SECOPA reúne com pioneiras do Esporte Clube Radar no Rio de Janeiro.

No dia 8 de agosto a Secretaria Extraordinária para a Copa do Mundo de Futebol Feminino 2027 (SECOPA/MESP) recebeu ex-jogadoras do Esporte Clube Radar, um dos times pioneiros do futebol de mulheres do Rio de Janeiro, para um encontro de escuta e aprendizado no intuito de conhecer e celebrar a história e as conquistas dessas atletas. Foi a Secretária Extraordinária da SECOPA/MESP, Juliana Picoli Agatte quemabriu a conversa apresentando o trabalho desenvolvido pela Secretaria desde sua criação em dezembro de 2025 e os planos de trabalho até o final de 2027. Juliana explicou toda a estrutura de governança coordenada pelo governo federal para a realização desse grande evento e destacou a elaboração do Plano Nacional do Legado Social e Esportivo.

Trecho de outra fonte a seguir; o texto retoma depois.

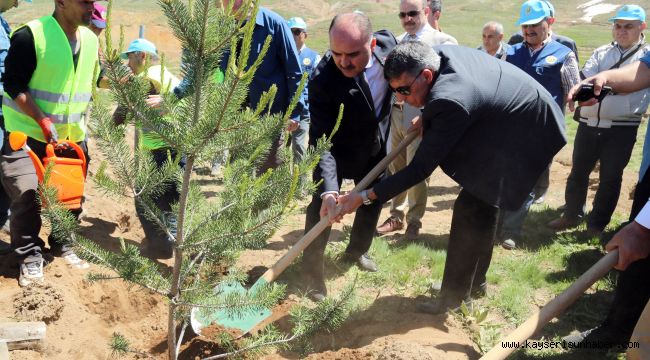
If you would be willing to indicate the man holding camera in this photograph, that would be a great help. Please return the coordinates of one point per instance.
(607, 130)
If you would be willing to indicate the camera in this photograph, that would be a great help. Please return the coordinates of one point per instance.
(586, 92)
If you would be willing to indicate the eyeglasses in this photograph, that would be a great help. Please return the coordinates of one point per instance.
(412, 13)
(406, 90)
(533, 25)
(627, 27)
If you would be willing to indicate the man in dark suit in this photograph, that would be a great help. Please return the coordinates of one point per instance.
(490, 127)
(351, 73)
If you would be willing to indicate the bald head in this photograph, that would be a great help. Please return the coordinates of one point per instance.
(351, 42)
(355, 26)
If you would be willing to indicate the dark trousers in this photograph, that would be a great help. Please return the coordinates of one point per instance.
(473, 227)
(633, 286)
(613, 148)
(5, 202)
(544, 181)
(363, 230)
(21, 184)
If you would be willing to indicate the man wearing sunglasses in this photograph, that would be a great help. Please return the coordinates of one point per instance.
(489, 127)
(413, 16)
(350, 73)
(555, 67)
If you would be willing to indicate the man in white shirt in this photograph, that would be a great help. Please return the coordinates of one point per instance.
(493, 40)
(413, 16)
(607, 130)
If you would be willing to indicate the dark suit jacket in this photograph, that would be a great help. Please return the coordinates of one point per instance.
(488, 125)
(564, 40)
(358, 145)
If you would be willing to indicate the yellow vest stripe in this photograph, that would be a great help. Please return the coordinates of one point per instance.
(59, 89)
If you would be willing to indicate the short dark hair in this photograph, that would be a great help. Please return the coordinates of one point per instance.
(361, 20)
(435, 5)
(410, 57)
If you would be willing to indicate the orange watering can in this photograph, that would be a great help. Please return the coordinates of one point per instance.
(68, 175)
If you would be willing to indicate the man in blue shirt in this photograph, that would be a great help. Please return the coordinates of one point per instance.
(308, 61)
(5, 31)
(280, 67)
(555, 67)
(632, 290)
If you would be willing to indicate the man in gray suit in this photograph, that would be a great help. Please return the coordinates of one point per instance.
(490, 127)
(413, 16)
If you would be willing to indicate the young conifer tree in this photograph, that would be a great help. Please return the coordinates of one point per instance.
(210, 232)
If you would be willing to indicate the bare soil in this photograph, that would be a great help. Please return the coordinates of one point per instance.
(82, 316)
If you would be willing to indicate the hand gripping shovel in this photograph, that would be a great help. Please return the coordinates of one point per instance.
(203, 317)
(554, 308)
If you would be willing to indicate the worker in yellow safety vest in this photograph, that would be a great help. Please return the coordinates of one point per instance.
(49, 75)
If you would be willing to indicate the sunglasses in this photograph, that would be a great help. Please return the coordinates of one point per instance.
(413, 13)
(406, 90)
(533, 25)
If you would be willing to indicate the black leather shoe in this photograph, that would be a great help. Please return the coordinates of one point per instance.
(364, 262)
(476, 292)
(440, 306)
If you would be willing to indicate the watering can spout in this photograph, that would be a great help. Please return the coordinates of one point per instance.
(17, 140)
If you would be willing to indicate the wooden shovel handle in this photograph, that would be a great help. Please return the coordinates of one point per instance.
(275, 271)
(554, 308)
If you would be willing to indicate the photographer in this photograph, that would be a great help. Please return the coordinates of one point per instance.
(607, 130)
(633, 286)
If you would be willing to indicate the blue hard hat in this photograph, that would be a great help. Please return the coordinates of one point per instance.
(629, 12)
(534, 11)
(297, 23)
(143, 45)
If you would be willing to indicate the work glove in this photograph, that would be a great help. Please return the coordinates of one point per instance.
(49, 131)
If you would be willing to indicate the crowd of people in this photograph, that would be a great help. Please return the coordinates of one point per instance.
(491, 118)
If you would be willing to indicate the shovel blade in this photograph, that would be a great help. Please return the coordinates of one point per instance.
(201, 318)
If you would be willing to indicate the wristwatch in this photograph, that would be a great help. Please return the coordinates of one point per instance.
(364, 196)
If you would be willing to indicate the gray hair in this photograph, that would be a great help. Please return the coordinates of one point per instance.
(360, 20)
(435, 5)
(410, 57)
(498, 27)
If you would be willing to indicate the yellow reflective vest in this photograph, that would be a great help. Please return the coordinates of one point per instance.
(60, 91)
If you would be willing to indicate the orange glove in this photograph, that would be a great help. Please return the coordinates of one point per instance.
(49, 131)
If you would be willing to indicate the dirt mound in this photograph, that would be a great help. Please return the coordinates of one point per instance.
(38, 302)
(405, 351)
(343, 354)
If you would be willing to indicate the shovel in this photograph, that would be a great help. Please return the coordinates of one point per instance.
(554, 308)
(203, 317)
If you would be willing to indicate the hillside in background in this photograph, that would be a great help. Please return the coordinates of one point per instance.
(461, 18)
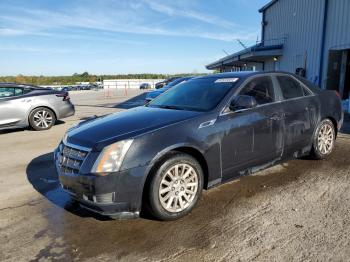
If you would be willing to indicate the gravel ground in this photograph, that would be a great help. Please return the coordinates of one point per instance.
(292, 212)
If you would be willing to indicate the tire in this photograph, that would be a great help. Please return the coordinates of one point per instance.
(324, 140)
(42, 118)
(183, 190)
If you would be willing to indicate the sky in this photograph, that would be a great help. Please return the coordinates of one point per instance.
(48, 37)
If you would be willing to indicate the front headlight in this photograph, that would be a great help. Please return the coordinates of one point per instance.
(111, 158)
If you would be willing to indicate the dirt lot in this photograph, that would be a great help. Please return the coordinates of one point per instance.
(292, 212)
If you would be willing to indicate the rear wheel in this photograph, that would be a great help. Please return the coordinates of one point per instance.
(175, 187)
(324, 140)
(42, 118)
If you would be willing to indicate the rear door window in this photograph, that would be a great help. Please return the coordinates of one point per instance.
(290, 88)
(261, 88)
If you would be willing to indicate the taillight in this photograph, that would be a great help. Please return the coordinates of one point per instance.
(64, 95)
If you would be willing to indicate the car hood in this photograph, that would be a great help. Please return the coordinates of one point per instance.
(102, 131)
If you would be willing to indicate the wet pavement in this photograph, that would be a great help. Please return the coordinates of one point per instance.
(295, 211)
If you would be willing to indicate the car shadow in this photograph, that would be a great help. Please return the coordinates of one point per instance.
(21, 129)
(41, 173)
(345, 129)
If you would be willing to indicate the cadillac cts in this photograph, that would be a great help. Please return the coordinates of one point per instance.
(197, 135)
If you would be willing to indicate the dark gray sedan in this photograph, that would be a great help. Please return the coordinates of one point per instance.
(197, 135)
(39, 108)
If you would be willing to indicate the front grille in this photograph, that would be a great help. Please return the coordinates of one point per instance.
(71, 159)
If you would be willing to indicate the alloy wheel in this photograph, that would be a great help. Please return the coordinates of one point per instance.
(42, 119)
(325, 139)
(178, 188)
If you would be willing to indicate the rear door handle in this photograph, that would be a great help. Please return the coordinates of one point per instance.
(275, 118)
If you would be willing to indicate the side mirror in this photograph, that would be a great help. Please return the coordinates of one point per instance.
(242, 102)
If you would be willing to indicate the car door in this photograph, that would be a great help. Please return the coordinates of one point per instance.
(13, 106)
(299, 110)
(253, 136)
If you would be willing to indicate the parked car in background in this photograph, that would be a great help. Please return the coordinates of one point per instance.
(39, 108)
(66, 89)
(145, 86)
(166, 82)
(199, 134)
(151, 95)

A reunião durou cerca de 3 horas, e também contou com a participação da Raquel Ribeiro Martins, Coordenadora-Geral da Copa do Mundo de Futebol Feminino (SECOPA/MESP), Lili Brum e Lara Lima da REDEH/RJ, Olga Bagatini Gerente de Legado na Copa do Mundo Feminina 2027 da FIFA e da professora Bianca Gama da UERJ/HIP.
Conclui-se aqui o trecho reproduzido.